Conduct is one of the very important pieces of evidence explained under Section 8 and such importance is only considered when this conduct is indirect form, otherwise, if the conduct is recognized indirectly then it will lose its importance.
In, Bhamara Vs State of M.P [9]: a person X was farming on his land, on seeing another person standing near to his place he called the person for some conversation. After a few moments, the conversation turned into arguments and ended up in a fight. On seeing such activity other people came to the place of the incident to stop the fight but subsequently, the offender tried escaping. But the offender was caught by some other person.
The Court found that the conduct of escaping of the offender was relevant subsequent conduct.
In, Nagesha V. State of Bihar[10]it was held by the Court if the first information is given by the accused himself, the fact of his giving information is admissible against him as evidence of his conduct.
Conspiracy:
Conspiracy means few people come together to do an act with common intention. So in the same context, a criminal conspiracy is the act of at least two or more persons to do an act that is not authorized by the law i.e., an illegal act, or to do a legal act by illegal means. Criminal Conspiracy is a kind of partnership in crime, and every member of such partnership must join the partnership by mutual agreement for executing a common plan.
There are two relevant provisions which deal with the criminal conspiracy i.e., Section 120(A) of the Indian Penal Code and Section 10 of the Indian Evidence Act talks about the things said or done by a conspirator.
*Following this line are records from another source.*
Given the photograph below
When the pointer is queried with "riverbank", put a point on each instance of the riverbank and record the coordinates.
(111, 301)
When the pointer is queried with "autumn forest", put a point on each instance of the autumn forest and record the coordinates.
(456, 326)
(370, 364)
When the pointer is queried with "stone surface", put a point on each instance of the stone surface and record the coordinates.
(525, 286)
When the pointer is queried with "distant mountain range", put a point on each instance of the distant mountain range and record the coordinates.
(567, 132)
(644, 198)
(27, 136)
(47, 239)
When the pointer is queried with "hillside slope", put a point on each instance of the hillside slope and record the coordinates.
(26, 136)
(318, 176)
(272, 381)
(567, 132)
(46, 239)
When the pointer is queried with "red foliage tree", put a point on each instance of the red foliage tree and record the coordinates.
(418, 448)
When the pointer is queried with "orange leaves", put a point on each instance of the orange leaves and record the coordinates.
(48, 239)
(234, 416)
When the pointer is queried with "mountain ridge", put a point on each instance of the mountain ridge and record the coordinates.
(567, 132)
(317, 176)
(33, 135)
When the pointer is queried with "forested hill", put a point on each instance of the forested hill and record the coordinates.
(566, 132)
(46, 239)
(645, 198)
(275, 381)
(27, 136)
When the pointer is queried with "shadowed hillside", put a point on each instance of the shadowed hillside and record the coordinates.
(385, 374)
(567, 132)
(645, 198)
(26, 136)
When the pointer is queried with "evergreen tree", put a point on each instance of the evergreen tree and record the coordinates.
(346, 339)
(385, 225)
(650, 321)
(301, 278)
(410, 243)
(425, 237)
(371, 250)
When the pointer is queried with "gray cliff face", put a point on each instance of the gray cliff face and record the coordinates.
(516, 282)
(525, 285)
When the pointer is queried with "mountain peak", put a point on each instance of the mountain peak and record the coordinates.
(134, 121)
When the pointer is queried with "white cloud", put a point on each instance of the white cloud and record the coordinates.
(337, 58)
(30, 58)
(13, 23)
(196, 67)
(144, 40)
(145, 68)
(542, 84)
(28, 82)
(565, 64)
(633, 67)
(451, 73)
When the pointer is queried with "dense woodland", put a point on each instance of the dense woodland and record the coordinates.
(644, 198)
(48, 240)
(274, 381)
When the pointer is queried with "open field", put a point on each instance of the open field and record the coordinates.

In Subramaniam Swamy v. A Raja[12]the court in its judgments showed that anything doubtful cannot be considered as legal proof and such proofs are insufficient to prove any criminal conspiracy.
Magistrate duty of recording the confession- A Judicial Confession is made to the Magistrate during the judicial proceeding or at the time of court trial. Judicial Confessions are very relevant and are considered as one the most important type of confession as they are directly recorded by the court. Section 164 of CrPC empowers a magistrate to record a confession in his presence and such confession will hold enough evidentiary value that the confessor can be held guilty.
Rajasthan High Court has also held that the confession of an accused must be free, voluntary, and genuine that nothing is left with the prosecution to prove any fact then only the person can be convicted based on confession.
Conclusion:
The Law of Evidence, also known as the rules of evidence, encompasses the rules and legal principles that govern the proof of facts in a legal proceeding. These rules determine what evidence must or must not be considered by the trier of fact in reaching its decision. The trier of fact is a judge in bench trials, or the jury in any cases involving a jury.[1] The law of evidence is also concerned with the quantum (amount), quality, and type of proof needed to prevail in litigation. The rules vary depending upon whether the venue is a criminal court, civil court, or family court, and they vary by jurisdiction.